Vierundzwanzigstes Kapitel

eingestellt: 28.6.2007



Der Novemberwind pfiff schärfer und schneidender über das zerzauste, zerstampfte Götter-, Geister- und Blutfeld. Die Sonne, die nur einen kurzen Moment über dem Butzeberge durch das Gewölk geblickt und »Wasser gezogen« hatte, war jetzt schon hinter den Berg hinabgesunken. Es neigete sich der Tag wieder dem Abend zu.

»Herr«, sagte Knecht Heinrich, »wenn wirs wüßten, wie wirs zu Hause in Amelungsborn finden werden, so trügen wir ihn wohl mit nach Hause zwischen uns. Auch die Jungfern faßten wohl mit an bei den Füßen; aber -«

»Aber wir haben vielleicht nicht, wo wir ihn niederlegen könnten«, sprach trostlos der alte Mann. »Wir finden keine Stätte, wo er besser ruhete als wie hier, Heinrich, wo -«

»Wo er sich selber nach seinem tollen Sinn den Platz ausgesucht hat!« jammerte Mademoiselle. »O Thedel, mein Thedel, mein lieber Junge, vergebe Er mir, Junker von Münchhausen, um alter Zeiten im grünen Frühjahr und Blumensommer und um seines jetzigen blutigen Todes willen, was ich Ihm heute je in Verdruß und Elend mal gesagt und angetan habe! Wer hätte denn dies auch denken können, Herr Magister, daß ich auch ihm das kühle Grab in seiner jüngsten Jugend mit Rosmarin bestecken müßte? Und wieder um solch eine ungeforderte Dummheit und lieben Mutwillen, liebster Herr Magister!«

Für Magister Buchius sprach die tränenüberströmte Schöne vollkommen in den Wind. Er vernahm und verstand kein Wort von dem, was sie wimmerte. Er sagte zu des Toten guten Amelungsbornschen Wald- und Feldkameraden:

»Wir finden wohl heute abend keine Stätte in Amelungsborn, wo er besser ruhte als wie hier, wo er sie sich selber gesucht hat als ein junger teutscher Edelmann und Kriegsmann. Der Herr Vetter ist über ihn hingestoben mit den Reitern und hat ihn auch liegenlassen müssen. Nun wollen wir ihn ein wenig zurechtlegen in seiner Glorie aus dem Krieg um das teutsche Vaterland - hier auf dem Odfelde bei unsern Vorfahren seit Anbeginn.

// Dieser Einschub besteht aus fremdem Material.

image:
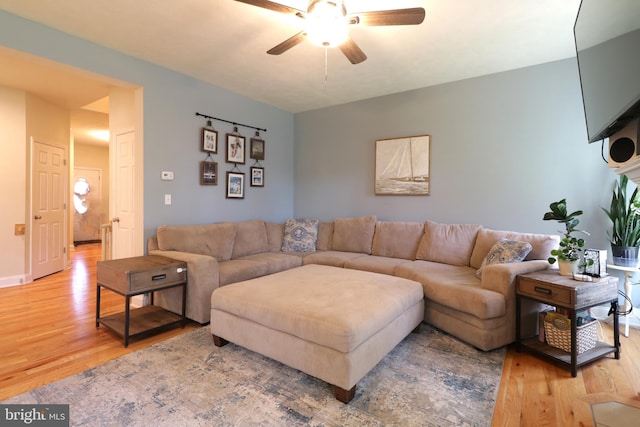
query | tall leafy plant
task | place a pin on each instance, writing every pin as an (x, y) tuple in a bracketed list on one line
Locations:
[(624, 214), (571, 247)]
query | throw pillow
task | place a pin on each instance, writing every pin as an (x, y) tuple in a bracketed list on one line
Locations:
[(300, 235), (503, 251)]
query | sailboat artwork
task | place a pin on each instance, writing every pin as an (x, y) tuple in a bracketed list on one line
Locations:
[(402, 165)]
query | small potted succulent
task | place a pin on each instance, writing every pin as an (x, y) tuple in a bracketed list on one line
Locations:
[(571, 247)]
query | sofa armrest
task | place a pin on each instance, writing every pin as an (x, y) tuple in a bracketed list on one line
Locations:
[(152, 244), (203, 277), (502, 277)]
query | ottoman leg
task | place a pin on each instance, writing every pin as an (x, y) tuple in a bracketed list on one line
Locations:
[(343, 395), (219, 342)]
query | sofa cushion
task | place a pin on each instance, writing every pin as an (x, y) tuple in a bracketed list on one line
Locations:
[(375, 264), (354, 234), (447, 243), (332, 258), (237, 270), (300, 235), (325, 236), (505, 251), (276, 261), (454, 286), (275, 234), (215, 240), (397, 239), (251, 238), (541, 244)]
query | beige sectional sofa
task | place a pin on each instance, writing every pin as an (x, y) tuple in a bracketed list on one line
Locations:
[(444, 258)]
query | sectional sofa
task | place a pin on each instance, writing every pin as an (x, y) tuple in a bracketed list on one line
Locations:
[(469, 289)]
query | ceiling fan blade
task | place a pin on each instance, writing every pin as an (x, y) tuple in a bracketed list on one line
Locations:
[(411, 16), (276, 7), (352, 51), (288, 44)]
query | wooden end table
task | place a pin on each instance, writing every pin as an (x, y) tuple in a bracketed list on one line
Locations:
[(550, 288), (137, 276)]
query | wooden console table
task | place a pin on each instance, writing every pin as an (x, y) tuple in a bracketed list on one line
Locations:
[(136, 276), (563, 292)]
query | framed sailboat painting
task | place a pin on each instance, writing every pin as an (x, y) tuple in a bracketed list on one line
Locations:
[(402, 166)]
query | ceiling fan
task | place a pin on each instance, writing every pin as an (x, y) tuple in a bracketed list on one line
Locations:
[(327, 24)]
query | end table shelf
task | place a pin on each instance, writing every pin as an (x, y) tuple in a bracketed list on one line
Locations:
[(143, 320), (137, 276), (548, 287)]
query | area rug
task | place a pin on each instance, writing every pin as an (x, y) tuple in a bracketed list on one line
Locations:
[(429, 379)]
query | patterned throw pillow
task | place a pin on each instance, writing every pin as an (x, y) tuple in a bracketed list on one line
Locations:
[(503, 251), (300, 235)]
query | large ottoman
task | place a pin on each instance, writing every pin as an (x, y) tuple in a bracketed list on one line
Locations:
[(332, 323)]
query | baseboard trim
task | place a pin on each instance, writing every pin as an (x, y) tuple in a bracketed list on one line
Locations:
[(6, 282)]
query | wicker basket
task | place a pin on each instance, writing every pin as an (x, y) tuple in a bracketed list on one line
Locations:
[(586, 335)]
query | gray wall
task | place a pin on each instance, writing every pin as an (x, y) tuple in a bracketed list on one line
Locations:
[(172, 131), (503, 147)]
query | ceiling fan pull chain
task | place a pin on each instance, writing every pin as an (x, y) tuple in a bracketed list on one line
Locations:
[(326, 66)]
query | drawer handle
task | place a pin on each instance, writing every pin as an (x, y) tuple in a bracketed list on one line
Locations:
[(542, 290)]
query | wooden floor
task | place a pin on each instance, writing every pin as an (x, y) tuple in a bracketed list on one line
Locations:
[(47, 332)]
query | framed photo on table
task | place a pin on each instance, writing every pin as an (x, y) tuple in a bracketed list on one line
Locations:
[(235, 148), (209, 141), (257, 177), (235, 185)]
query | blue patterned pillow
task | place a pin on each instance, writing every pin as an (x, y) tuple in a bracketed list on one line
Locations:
[(503, 251), (300, 235)]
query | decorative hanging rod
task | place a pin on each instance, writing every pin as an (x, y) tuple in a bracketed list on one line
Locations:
[(229, 121)]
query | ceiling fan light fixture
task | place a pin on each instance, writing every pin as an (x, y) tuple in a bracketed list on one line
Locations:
[(327, 23)]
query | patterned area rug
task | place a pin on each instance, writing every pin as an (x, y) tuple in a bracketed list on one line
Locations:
[(429, 379)]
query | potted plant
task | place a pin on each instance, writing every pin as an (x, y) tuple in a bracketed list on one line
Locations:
[(624, 214), (571, 247)]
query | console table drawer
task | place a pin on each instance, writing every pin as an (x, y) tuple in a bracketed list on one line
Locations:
[(546, 292), (130, 276)]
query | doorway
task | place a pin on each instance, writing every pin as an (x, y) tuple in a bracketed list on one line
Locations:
[(88, 213), (48, 201)]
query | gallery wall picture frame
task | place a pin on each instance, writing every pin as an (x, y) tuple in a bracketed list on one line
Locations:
[(402, 166), (256, 151), (235, 185), (257, 176), (209, 141), (208, 173), (235, 149)]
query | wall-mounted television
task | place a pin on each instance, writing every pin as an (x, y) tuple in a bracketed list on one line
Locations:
[(607, 36)]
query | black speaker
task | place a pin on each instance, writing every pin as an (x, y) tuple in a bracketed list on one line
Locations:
[(624, 145)]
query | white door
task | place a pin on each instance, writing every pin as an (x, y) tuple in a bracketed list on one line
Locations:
[(87, 204), (48, 168), (123, 222)]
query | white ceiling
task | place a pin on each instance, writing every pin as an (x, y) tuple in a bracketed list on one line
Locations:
[(224, 42)]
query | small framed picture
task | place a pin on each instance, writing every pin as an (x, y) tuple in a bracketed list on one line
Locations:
[(208, 173), (257, 177), (209, 140), (235, 185), (257, 149), (235, 148)]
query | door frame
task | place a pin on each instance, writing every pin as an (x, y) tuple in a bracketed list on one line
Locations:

Und wir selber wollen zusehen, was wir selber für eine Stätte zu Amelungsborn finden und wie uns bereitet ist, wo wir unser Haupt im Leben für diese Nacht niederlegen. Kommet still und nehmet euer Bett ein, wie der allmächtige Gott es bereitet hat.«

Sie taten so. Sie legten auch Thedeln von Münchhausen christlich-sarggerecht zurecht auf Wodans Felde, auf dem Odfelde, unter den Gefallenen aus der Rabenschlacht und der Schlacht des guten Herzogs Ferdinand von Braunschweig und der Herren von Broglio, Poyanne und Rohan-Chabot. Sie zogen auch noch dem nächsten Nachbar im Elend, dem Reitersmann von den Elliots, das Bein unter dem Gaul hervor und deckten dem Sterbenden den Mantel über - »Good night, Mary«, murmelte er -, und sie gingen und ließen Odins Kriegs-, Jagd- und Opferfeld dem Abend und der Nacht: freilich im schweren Zweifel, ob sie es zu Hause besser finden würden, als wie sie hier draußen es hatten, zwischen dem Quadhagen, dem Weiersberge und dem Butzeberge.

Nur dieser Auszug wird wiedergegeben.